La Iglesia colaboró «en cuerpo y alma» en ese baño de sangre, justificando y encubriendo las matanzas, «bendiciendo las ensangrentadas armas de la rebelión», «canonizando el crimen». Los capellanes estaban entusiasmados con el «resurgimiento religioso del país», fruto del terror, ellos «vendían e imponían moral católica, obediencia y sumisión a los condenados a muerte», pero jamás «intercesión ni buenos oficios». Martín Torrent dirá de los presos de su cárcel modelo de Barcelona, que ésta les hacía cambiar, les convertía de nuevo a la religión, les hacía amar otra vez a su familia, por lo cual el «dolor» del preso era «un gran bien espiritual». Esa purga desarticuló las raíces del laicismo. Para conseguir la libertad condicional el preso debía superar el examen de religión. El 80% de los fusilados se arrepentían, porque de otra manera su familia seria represaliada. Esos «hijos traidores…confiesan humildemente sus pecados cuando se ven en las fronteras de la muerte» (Fray Menéndez-Reigada). La Iglesia y la religión lo inundaron todo. El español «es el único Estado verdaderamente católico que hoy existe», declaraba Franco el 17 de abril de 1946. Las escuelas católicas olían a flores e imperio.

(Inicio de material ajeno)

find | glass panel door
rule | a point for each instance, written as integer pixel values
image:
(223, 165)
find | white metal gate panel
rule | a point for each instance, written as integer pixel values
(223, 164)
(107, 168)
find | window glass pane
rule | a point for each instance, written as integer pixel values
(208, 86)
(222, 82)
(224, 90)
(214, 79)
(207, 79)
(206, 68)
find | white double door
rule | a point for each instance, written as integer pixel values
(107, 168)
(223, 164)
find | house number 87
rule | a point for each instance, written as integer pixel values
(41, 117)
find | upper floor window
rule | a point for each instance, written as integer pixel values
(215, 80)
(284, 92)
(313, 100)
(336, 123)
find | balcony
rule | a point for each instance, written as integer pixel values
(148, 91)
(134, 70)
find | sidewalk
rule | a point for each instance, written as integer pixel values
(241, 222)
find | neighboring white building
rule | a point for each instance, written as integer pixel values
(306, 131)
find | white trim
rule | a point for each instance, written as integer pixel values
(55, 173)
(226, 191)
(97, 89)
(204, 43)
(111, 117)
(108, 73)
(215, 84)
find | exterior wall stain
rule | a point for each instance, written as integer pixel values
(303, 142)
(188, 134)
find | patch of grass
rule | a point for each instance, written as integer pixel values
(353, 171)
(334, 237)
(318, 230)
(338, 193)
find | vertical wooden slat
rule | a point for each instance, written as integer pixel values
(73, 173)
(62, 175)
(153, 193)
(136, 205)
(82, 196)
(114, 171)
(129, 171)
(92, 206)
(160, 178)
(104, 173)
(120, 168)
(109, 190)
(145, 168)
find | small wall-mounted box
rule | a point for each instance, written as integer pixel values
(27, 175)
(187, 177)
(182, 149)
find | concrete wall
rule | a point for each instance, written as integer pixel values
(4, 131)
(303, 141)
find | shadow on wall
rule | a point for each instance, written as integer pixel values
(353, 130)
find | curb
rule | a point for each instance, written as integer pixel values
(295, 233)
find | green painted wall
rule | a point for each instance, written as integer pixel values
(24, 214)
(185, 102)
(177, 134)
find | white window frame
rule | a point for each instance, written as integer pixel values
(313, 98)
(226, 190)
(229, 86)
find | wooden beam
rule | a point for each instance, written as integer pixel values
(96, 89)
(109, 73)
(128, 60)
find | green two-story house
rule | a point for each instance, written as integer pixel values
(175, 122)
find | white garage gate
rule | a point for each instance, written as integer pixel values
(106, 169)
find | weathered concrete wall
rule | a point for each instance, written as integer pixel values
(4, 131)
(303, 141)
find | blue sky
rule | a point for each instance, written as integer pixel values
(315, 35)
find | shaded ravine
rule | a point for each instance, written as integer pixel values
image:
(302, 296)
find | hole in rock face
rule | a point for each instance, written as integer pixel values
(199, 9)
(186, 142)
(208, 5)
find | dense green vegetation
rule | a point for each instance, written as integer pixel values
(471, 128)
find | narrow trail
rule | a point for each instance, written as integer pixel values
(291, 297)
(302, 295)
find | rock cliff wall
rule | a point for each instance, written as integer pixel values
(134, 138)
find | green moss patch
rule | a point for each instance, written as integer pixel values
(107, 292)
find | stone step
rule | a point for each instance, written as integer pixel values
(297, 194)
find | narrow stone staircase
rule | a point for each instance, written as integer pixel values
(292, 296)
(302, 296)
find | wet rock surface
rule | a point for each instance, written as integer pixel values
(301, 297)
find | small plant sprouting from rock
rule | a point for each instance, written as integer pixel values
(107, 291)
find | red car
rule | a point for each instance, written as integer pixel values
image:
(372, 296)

Durante casi toda la dictadura, la Iglesia no quiso saber nada de perdón ni de reconciliación, de la misma manera que durante la guerra se opuso a la negociación de la paz, e incluso le pidió al Papa que no interviniera. Aquél era un «plebiscito armado», que había que ganar, una Santa Cruzada, la Segunda Reconquista para salvar a España del liberalismo y la democracia.

Un Decreto del 4 de agosto de 1931 había disuelto el cuerpo de capellanes, pero el exterminio puesto en marcha en nombre de Dios desde el verano de 1936 obligó a regular la asistencia espiritual a los reclusos, porque se les mataba para purificar la patria, pero había que salvar sus almas, así que debieron confesarse y recibir la extrema unción. El momento ideal para entrar en acción era «después de la primera descarga, antes del tiro de gracia» recomendaba el jesuita Pérez del Pulgar.

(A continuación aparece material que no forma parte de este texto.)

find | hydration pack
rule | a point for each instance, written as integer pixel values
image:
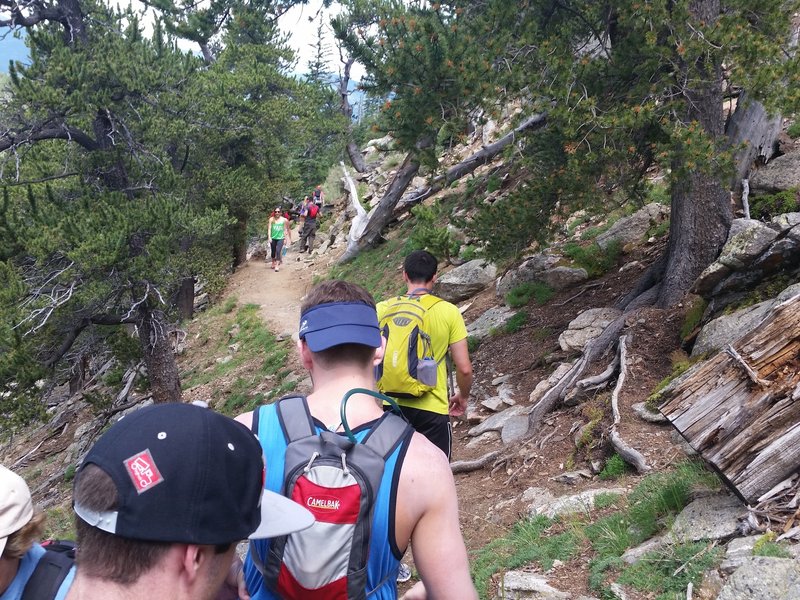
(409, 368)
(51, 570)
(337, 479)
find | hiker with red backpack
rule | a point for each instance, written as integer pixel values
(28, 571)
(309, 231)
(373, 484)
(420, 329)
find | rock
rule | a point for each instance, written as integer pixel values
(582, 502)
(779, 174)
(527, 271)
(710, 278)
(786, 221)
(572, 477)
(522, 585)
(498, 421)
(634, 555)
(585, 327)
(762, 578)
(495, 403)
(465, 281)
(484, 438)
(633, 229)
(737, 553)
(539, 391)
(561, 278)
(514, 429)
(645, 414)
(711, 518)
(750, 239)
(493, 318)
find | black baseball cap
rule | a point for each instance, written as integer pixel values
(185, 474)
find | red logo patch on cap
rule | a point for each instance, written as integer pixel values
(143, 471)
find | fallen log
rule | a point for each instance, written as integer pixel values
(744, 421)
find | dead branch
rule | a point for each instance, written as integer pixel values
(628, 454)
(751, 374)
(466, 466)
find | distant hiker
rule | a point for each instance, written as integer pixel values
(336, 451)
(162, 499)
(439, 327)
(279, 230)
(25, 565)
(309, 231)
(318, 196)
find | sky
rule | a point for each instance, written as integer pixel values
(295, 22)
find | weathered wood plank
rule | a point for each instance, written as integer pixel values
(737, 409)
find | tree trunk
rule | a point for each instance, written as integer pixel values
(162, 370)
(751, 133)
(353, 153)
(701, 209)
(184, 299)
(384, 212)
(481, 157)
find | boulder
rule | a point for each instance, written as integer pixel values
(727, 329)
(710, 518)
(634, 228)
(561, 278)
(586, 326)
(778, 175)
(527, 271)
(492, 319)
(465, 281)
(748, 238)
(762, 578)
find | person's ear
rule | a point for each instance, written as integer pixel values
(305, 354)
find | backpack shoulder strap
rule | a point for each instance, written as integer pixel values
(295, 418)
(390, 431)
(50, 572)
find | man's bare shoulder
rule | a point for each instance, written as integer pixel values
(424, 460)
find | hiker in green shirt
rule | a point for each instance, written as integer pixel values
(278, 229)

El nacionalcatolicismo era el antídoto perfecto frente al laicismo proclamado en la República. La terrible tríada de dominio político, militar y religioso quedó sancionada el 9 de febrero de 1939 con la Ley de Responsabilidades Políticas, que en su artículo 48 del Capítulo II, demandaba de los curas párrocos (además de los alcaldes y la guardia civil) informes para la limpieza de rojos, que desembocó también en el saqueo y pillaje de bienes. Una «operación quirúrjica en el cuerpo social español» (obispo Pla y Deniel).

¿Por qué siguen existiendo los capellanes en un Estado laico? Porque la transición de la dictadura a la monarquía fue llevada a cabo por quienes ejercían el poder totalitario y entre ellos estaba la Iglesia. Los garantes son los militares.